Ingredients Jump to Instructions ↓

  1. 1 cup crushed roasted vegetable-flavored butter crackers

  2. 3 tablespoons butter, melted

  3. 3 packages (8 ounces each ) cream cheese, softened

  4. 1 cup BREAKSTONE'S® Sour Cream

  5. 3/4 cup shredded Asiago cheese

  6. 3 tablespoons prepared pesto

  7. 1 teaspoon grated lemon peel

  8. 1/2 teaspoon salt

  9. 2 eggs, lightly beaten

  10. 1 cup fresh crabmeat

  11. 1 cup canned water-packed artichoke hearts, chopped Additional prepared pesto Assorted crackers

Instructions Jump to Ingredients ↑

  1. Place a greased 9-in. springform pan on a double thickness of heavy-duty foil (about 18 in. square).
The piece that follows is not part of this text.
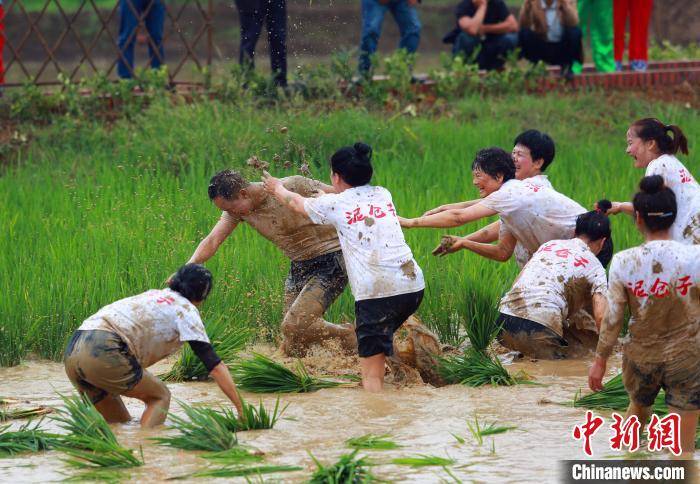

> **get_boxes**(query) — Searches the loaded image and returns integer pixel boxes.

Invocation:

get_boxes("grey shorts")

Securely wrap foil around pan. In a small bowl, combine cracker crumbs and butter. Press onto the bottom of prepared pan. Place pan on a baking sheet. Bake at 350° for 8 minutes. Cool on a wire rack. In a large bowl, beat the cream cheese, sour cream, Asiago cheese, pesto, lemon peel and salt until smooth. Add eggs; beat on low speed just until combined. Fold in crab and artichokes. Pour over crust. Place springform pan in a large baking pan; add 1 in. of hot water to larger pan. Bake at 325° for 55-65 minutes or until center is just set and top appears dull. Remove springform pan from water bath. Cool on a wire rack for 10 minutes. Carefully run a knife around edge of pan to loosen; cool 1 hour longer. Refrigerate overnight. Remove sides of pan. Drizzle with additional pesto; serve with crackers. Yield: 24 servings.